Croisant la rue déserte passent d’autres petites rues aussi vides, aussi muettes, qui montent vers l’église blanche, le couvent rouge ; ou descendent vers la plaque bleu dur du lac nu, qui se voit à présent de partout, à travers les balais défeuillés des trembles, la fine ramure des bouleaux, la touffe échevelée des branchettes du saule.

Au bout du lac brillent des façades blanches, que le soleil frappe et dont les vitres semblent de mica. Ces maisons se mirent dans l’eau où les feuillages auparavant les empêchaient de se voir. Elles se reflètent avec une exactitude parfaite, qu’aucune ride ne modifie, car l’eau a froid. La réalité et son reflet sont si semblables que vous croiriez un monde à l’envers.

Puis la rue déserte traverse la petite rue qui conduit à l’autre rive du lac, le lac est fini. Des fenêtres habitées vous regardent ; quelques magasins, deux restaurants ; vous continuez ; vos ombres dévient sur le sol blond, la rue déserte tourne, semble se fermer. Une maison blanche paraît rejoindre une belle façade jaune, de l’autre côté.

Mais vous découvrez vite que la rue, au lieu de finir, plonge abrupte, au fond d’une grande vallée où des routes se croisent, où fume parfois le train, où s’alignent des chalets aux couleurs vives au bord du ruban bleu et noué de la Rivière-du-Nord.

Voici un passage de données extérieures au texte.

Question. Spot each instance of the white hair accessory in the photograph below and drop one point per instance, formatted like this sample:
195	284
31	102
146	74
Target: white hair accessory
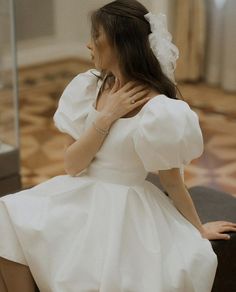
160	42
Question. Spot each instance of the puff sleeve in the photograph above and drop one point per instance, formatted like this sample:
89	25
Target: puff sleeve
168	134
73	106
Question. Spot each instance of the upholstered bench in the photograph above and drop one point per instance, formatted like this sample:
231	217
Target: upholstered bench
213	205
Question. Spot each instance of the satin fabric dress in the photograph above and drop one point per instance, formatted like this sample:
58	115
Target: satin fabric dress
108	229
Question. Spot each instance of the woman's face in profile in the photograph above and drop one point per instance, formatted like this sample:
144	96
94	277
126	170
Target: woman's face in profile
102	54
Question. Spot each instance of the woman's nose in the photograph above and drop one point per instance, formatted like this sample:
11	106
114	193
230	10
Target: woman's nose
89	46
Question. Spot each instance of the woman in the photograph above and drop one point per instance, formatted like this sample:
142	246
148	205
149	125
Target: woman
102	227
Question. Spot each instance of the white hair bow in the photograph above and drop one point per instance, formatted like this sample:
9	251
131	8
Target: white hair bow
161	44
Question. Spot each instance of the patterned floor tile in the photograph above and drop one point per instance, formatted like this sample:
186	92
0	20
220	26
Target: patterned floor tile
42	145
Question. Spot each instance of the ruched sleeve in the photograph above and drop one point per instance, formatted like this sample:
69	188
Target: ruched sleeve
74	103
168	134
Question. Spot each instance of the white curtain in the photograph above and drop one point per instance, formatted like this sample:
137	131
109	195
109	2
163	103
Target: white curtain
189	36
221	44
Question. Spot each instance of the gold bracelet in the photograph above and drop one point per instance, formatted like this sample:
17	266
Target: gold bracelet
99	130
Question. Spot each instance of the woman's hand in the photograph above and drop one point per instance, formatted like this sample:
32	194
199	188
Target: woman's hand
215	230
122	101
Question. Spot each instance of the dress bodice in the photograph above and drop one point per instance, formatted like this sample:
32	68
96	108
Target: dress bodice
164	134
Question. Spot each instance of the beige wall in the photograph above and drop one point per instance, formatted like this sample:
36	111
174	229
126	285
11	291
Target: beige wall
68	28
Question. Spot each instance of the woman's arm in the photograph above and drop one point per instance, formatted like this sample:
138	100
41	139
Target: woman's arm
79	154
173	183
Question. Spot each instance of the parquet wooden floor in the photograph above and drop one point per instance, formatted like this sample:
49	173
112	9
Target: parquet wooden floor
42	145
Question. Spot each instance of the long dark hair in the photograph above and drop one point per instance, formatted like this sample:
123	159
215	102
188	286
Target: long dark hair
127	30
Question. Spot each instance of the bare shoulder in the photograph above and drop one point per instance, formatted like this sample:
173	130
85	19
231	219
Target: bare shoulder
68	140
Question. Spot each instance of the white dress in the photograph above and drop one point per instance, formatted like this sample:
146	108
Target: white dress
108	229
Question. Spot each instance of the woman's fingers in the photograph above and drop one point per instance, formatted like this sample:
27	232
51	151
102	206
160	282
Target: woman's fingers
140	102
136	89
140	95
115	86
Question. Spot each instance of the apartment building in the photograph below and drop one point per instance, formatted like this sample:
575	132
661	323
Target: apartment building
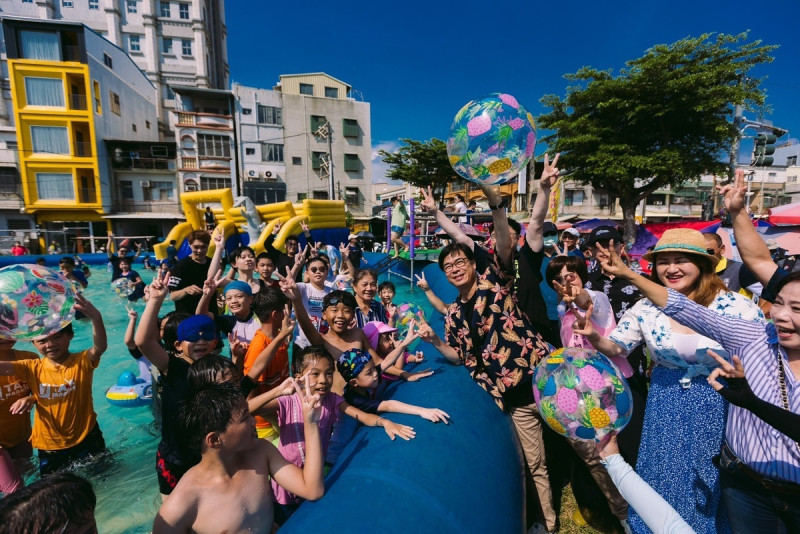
71	89
172	42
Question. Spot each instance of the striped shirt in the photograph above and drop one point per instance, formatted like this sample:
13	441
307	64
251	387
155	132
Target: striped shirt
763	448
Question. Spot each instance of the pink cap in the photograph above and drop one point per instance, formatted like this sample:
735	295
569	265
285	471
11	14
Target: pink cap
373	331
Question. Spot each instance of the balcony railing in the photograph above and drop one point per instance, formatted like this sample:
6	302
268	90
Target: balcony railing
148	206
188	162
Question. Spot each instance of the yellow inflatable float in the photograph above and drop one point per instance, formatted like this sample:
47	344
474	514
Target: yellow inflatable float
241	219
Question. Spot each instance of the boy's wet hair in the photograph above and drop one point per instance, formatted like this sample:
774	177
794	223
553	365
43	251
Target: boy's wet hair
210	408
335	297
362	273
48	505
308	357
170	336
387	285
213	369
268	300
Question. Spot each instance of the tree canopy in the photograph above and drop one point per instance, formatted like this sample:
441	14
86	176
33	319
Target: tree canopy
666	118
421	163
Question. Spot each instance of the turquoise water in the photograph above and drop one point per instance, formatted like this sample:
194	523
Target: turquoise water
127	489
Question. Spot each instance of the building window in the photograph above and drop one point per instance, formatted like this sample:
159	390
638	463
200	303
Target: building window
44	92
55	186
269	115
40	45
50	140
126	190
114	99
352	163
211	182
350	128
214	145
316	122
159	192
272	152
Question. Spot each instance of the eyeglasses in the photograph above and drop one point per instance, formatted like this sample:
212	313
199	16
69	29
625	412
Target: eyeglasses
197	336
460	263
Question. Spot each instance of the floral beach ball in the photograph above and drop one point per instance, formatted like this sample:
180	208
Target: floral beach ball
34	302
581	394
491	139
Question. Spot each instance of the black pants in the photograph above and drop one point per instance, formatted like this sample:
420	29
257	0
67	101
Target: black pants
53	461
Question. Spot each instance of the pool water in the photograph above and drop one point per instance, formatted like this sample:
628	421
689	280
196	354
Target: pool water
126	487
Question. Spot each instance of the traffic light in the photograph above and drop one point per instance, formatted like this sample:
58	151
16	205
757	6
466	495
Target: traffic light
763	148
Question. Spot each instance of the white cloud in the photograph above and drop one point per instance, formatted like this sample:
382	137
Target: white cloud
379	168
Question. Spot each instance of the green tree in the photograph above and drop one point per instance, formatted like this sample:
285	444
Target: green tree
666	118
422	164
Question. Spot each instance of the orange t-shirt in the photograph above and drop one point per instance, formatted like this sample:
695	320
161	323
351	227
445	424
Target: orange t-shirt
64	410
276	372
16	428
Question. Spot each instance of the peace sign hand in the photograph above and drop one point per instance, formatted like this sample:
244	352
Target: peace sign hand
549	173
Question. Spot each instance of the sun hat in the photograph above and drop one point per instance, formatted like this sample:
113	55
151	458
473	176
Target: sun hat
682	240
605	233
352	362
373	331
238	285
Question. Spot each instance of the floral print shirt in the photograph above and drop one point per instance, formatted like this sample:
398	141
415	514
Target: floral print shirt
495	339
646	323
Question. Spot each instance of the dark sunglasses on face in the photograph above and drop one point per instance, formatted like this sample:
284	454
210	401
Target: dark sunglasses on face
197	336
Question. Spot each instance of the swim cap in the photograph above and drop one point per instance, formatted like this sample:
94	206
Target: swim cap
352	362
238	285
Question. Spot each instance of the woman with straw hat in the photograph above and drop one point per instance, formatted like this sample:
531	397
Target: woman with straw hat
685	419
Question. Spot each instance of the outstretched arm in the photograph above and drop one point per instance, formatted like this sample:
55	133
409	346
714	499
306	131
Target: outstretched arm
534	236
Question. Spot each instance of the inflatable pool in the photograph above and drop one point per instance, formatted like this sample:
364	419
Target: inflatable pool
130	391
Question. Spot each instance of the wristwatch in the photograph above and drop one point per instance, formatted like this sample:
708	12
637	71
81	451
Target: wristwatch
503	204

Et la petite rue déserte, de son sommet dévale émerveillée vers ce grand creux qu’entourent de si imposantes montagnes pelées par l’automne, jumelles ou diverses, épointées, arrondies, touchant le ciel ou se dessinant sur d’autres cimes qui, plus loin, se dressent d’un extraordinaire bleu. Çà et là se niche un toit dans la vaste solitude, et, le soir, une lampe marque de sa lumière le grand cirque assombri.

La lumière dans la montagne, la lumière dans la montagne déserte, immense et noire, où règne souverain, le grand, le riche silence…

8 novembre 1935.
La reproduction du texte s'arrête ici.